California has just stated Trump will remain on the ballot.
So, it’s going to be unclear if Blue states will successfully get him off the ballot. But as mentioned, it really only matters if the SC declines to decide on this, or rules that he MUST be on ballots in every state, or if he is removed from one of the key purple states. Lots up in the air right now.
It adds to the chaos of some states banning him from the ballot and others not - leading up to a significant (at least for the '24 election) decision by the Supreme Court.
In the murky world of Constitutional law, I don’t think anything could stop Republicans from running an “unpledged” slate of electors who then turn around and vote for Trump.
In 1960, Mississippi and Alabama elected a total of 13 unpledged Democratic electors who ended up casting their votes for Virginia Sen. Harry F. Byrd Jr. Those votes were accepted by Congress.
Whether Congress would accept an electoral vote for Trump from a state that declared him ineligible is not a prediction I care to make.
I agree with you. A crazy quilt of eligibility will just add to the expected chaos and likely violence. I’d rather the Supreme Court make a binding blanket decision, not so much whether Colorado or Maine can restrict trump from the ballot, but whether or not (and I’d prefer not) he is eligible to be president at all due to his attempts at insurrection.
Why? The record of some states in conducting fair elections is appalling. This control is the Republican Party’s chief weapon in their agenda to undermine democracy in this country.

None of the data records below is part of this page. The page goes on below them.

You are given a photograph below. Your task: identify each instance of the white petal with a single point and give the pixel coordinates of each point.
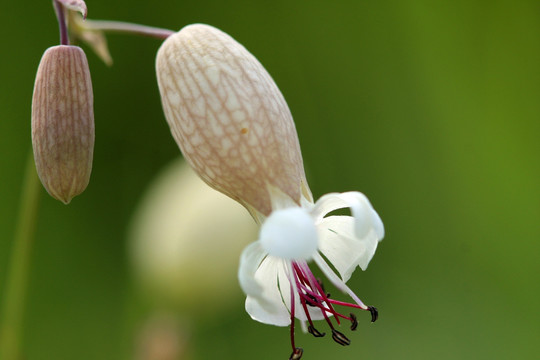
(258, 277)
(336, 281)
(339, 245)
(250, 260)
(365, 217)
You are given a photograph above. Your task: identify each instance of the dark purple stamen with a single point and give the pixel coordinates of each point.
(296, 354)
(315, 332)
(340, 338)
(311, 293)
(374, 313)
(354, 322)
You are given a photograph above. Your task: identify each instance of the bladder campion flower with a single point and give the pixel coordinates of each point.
(235, 129)
(63, 122)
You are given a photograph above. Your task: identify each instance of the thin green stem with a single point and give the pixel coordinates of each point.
(19, 266)
(125, 27)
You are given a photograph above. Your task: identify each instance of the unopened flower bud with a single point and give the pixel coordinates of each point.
(230, 119)
(63, 122)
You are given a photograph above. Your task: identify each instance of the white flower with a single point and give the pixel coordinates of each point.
(235, 129)
(274, 271)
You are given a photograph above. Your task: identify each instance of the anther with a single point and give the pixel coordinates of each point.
(340, 338)
(354, 322)
(312, 300)
(374, 313)
(297, 354)
(315, 332)
(319, 281)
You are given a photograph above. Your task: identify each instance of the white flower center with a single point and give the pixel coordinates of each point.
(290, 234)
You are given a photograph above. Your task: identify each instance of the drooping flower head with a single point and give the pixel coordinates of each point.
(235, 129)
(63, 122)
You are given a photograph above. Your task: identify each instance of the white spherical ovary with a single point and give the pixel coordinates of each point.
(290, 234)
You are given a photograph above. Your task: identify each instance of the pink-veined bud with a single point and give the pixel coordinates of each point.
(63, 122)
(230, 120)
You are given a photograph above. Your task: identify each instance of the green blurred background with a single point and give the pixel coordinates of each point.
(431, 108)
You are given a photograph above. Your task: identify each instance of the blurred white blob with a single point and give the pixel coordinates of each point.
(185, 240)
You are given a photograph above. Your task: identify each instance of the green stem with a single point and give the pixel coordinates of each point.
(17, 277)
(128, 28)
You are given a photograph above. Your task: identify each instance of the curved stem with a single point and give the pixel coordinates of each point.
(62, 24)
(125, 27)
(14, 293)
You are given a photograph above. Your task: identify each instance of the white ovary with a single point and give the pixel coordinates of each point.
(290, 234)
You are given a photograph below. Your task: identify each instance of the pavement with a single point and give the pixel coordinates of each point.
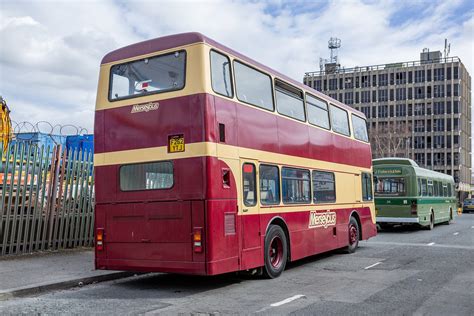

They can control their elections, so long as they operate within constitutional requirements. So, if they cast their electoral votes for an ineligible candidate—ineligible per Federal law, same as a 25 year old is ineligible—tough shit.
It would be quite pure karma if the justification SCOTUS needed to override a state’s right to exclude a candidate from the ballot was found somewhere in the parts of the Voters Rights Act they nullified.
I have read a couple times the defense of Trump regarding his being removed from ballots due to his role in leading the insurrection on Jan 6 - “he has not been convicted of insurrection” - is that pertinent to disqualifying someone from appearing on a ballot - if they’ve been convicted or not?
I mean, we all saw and heard with our own eyes and ears what he did that sad day, and it sure smells like insurrection to me, but is there any legal teeth to that statement that he’d need to be ‘convicted’, presumably in a court of law, before there is a case for keeping him off ballots?
That’s what we’re all wondering. The Supreme Court might rule that. Or they might rule something completely different, or they might not rule at all and leave us still wondering.